Une arme, se disait Sutton. Mais il s’était trompé. Il y avait un millier d’armes, un million d’armes qui venaient se mettre en ligne. Un million d’armes pour sauvegarder la destinée de tous les êtres vivants qui existaient ou qui existeraient. Aujourd’hui ou dans un million de milliards d’années.

— Je suppose, dit-il d’une voix troublée, que vous avez l’impression à présent que je devrais me ranger de votre côté.

— Je voudrais, dit Trevor, que vous découvriez pour moi le lieu où se trouve le Berceau.

— Afin que vous puissiez le détruire.

— Afin que je puisse sauver l’espèce humaine. La vieille espèce humaine. La véritable espèce humaine.

— Vous avez l’impression que tous les hommes à présent devraient faire bloc…

— S’il reste une trace d’humanité en vous, dit Trevor, vous vous joindrez à nous, maintenant.

— Il fut un temps, dit Sutton, sur Terre, autrefois, avant que les hommes n’aillent dans les étoiles, où l’espèce humaine était la chose la plus importante que l’esprit de l’Homme pût concevoir. Ce n’est plus vrai, Trevor. Il existe d’autres espèces tout aussi importantes.

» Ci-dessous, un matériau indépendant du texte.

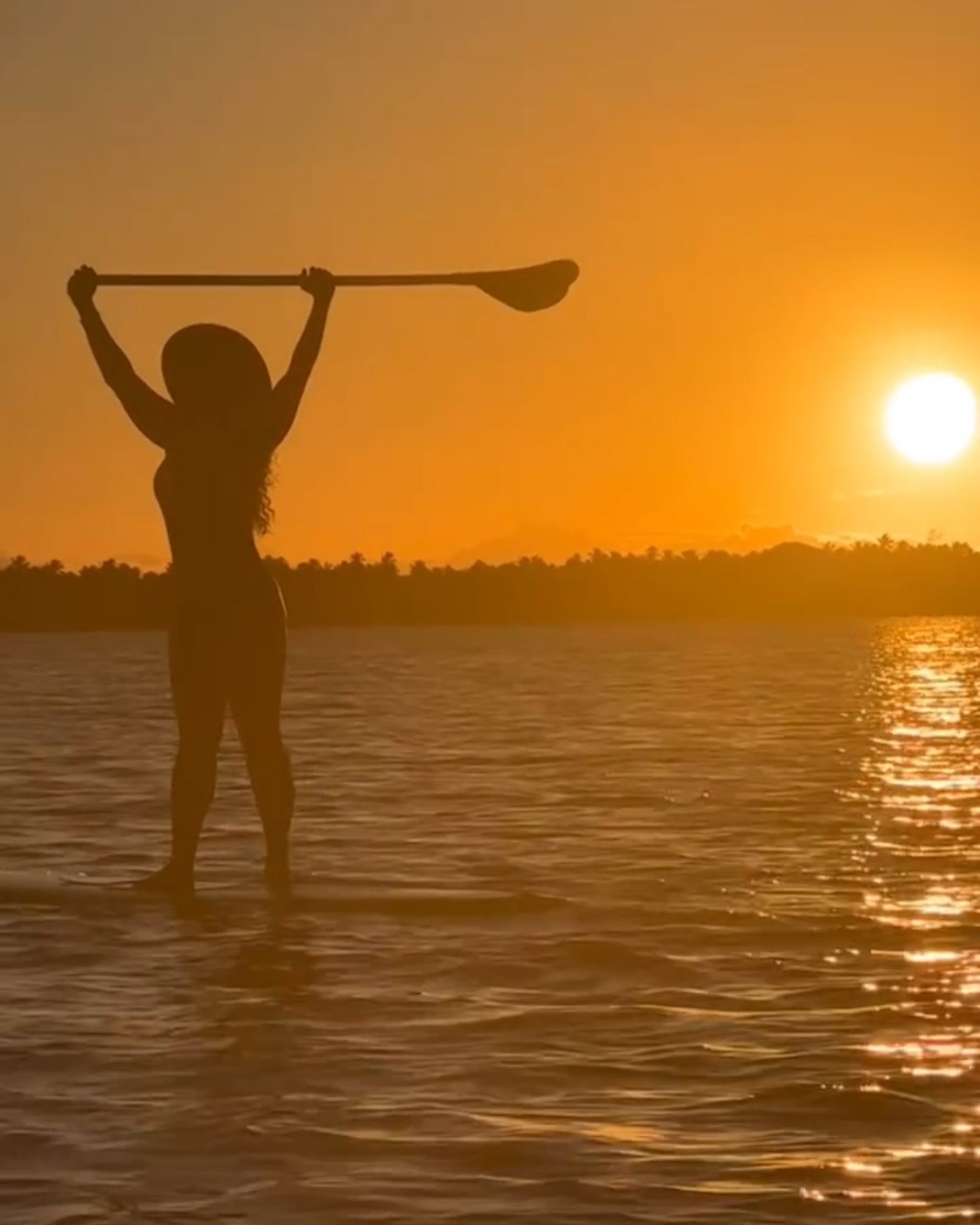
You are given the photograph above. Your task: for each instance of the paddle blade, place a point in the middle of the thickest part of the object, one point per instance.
(528, 289)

— Chaque espèce est loyale vis-à-vis des siens. L’espèce humaine doit être loyale envers elle-même.

— Je vais être un traître, dit Sutton. Je peux me tromper mais je persiste à penser que la destinée est plus importante que l’espèce humaine.

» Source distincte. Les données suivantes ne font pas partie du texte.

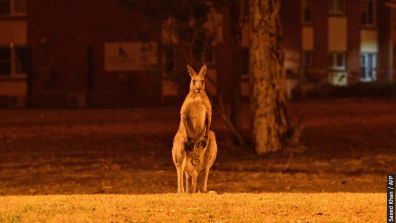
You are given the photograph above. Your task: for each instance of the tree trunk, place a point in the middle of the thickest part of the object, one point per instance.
(270, 122)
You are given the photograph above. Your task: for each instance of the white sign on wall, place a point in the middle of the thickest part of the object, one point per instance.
(132, 56)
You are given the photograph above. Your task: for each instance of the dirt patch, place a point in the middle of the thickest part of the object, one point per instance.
(268, 207)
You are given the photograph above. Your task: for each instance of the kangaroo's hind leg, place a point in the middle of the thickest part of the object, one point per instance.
(179, 159)
(188, 182)
(210, 157)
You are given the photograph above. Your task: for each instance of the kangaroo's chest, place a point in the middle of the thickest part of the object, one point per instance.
(196, 113)
(194, 166)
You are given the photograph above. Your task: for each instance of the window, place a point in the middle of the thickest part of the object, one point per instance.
(13, 7)
(337, 61)
(245, 61)
(169, 60)
(5, 61)
(368, 13)
(209, 55)
(14, 61)
(368, 63)
(337, 6)
(306, 11)
(306, 59)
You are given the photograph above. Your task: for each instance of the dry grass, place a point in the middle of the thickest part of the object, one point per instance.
(269, 207)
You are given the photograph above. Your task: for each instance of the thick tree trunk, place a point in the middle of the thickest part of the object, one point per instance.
(270, 121)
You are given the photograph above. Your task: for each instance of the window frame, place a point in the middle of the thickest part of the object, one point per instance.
(12, 9)
(333, 57)
(210, 48)
(13, 61)
(365, 57)
(364, 22)
(307, 3)
(337, 7)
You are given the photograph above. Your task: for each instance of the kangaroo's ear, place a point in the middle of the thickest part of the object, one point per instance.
(203, 70)
(191, 71)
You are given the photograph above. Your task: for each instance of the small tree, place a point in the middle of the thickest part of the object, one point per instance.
(270, 122)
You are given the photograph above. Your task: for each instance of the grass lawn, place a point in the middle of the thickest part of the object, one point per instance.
(263, 207)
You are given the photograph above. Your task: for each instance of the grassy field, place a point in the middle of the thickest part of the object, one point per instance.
(264, 207)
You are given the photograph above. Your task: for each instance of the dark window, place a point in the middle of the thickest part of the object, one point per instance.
(5, 61)
(337, 6)
(169, 60)
(245, 65)
(307, 11)
(307, 59)
(368, 12)
(12, 7)
(22, 58)
(5, 7)
(209, 55)
(337, 61)
(20, 6)
(368, 63)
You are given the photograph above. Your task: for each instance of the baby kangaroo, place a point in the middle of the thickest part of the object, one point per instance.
(194, 146)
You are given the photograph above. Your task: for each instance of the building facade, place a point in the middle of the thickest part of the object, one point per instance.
(77, 53)
(339, 41)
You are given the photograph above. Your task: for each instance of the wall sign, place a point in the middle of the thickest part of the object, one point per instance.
(132, 56)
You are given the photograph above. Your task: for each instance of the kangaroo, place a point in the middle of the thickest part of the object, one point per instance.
(196, 110)
(194, 146)
(190, 161)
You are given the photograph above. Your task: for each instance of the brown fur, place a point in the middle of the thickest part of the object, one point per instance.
(194, 146)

— Vous voulez dire que vous refusez de nous aider ?

— Non seulement cela, mais je vais vous combattre. Je vous le dis pour que vous le sachiez. Si vous voulez me tuer, Trevor, c’est le moment. Parce que si vous ne le faites pas maintenant, ensuite il sera trop tard.

— Je ne voudrais vous tuer pour rien au monde, dit Trevor. Parce que j’ai besoin des mots que vous avez écrits. En dépit de vous et des androïdes, Sutton, nous les lirons de la manière dont nous voulons qu’ils soient lus. Et ainsi feront toutes les autres créatures visqueuses et rampantes que vous admirez tellement. Il n’existe rien dans l’univers créé par Dieu qui puisse résister à l’espèce humaine, qui puisse rivaliser avec elle…

Sutton vit le dégoût peint sur le visage de Trevor.

— Je vous laisse en face de vous-même, Sutton, continua Trevor. Votre nom restera comme la tache la plus noire de toute l’histoire humaine. Les syllabes de votre nom seront telles que le dernier des humains aura un haut-le-cœur s’il les prononce. Sutton deviendra un mot vulgaire qu’un homme utilisera quand il voudra en insulter un autre…

Il lança à Sutton un nom outrageant et Sutton ne bougea pas, immobile sur son banc.

Trevor se leva et s’en alla, mais il se retourna. Sa voix ne fut guère plus qu’un souffle mais elle cingla l’esprit de Sutton comme un fouet.

— Vous pouvez aller vous débarbouiller la figure, dit-il, et enlever ce plastique et cette marque. Mais vous ne serez plus jamais humain, Sutton. Vous n’oserez plus jamais vous considérer comme un homme.

Il tourna les talons. En le regardant s’éloigner, Sutton vit l’humanité s’éloigner de lui pour toujours.

Quelque part dans son esprit, très loin, il lui sembla entendre le bruit d’une porte qui se fermait en claquant.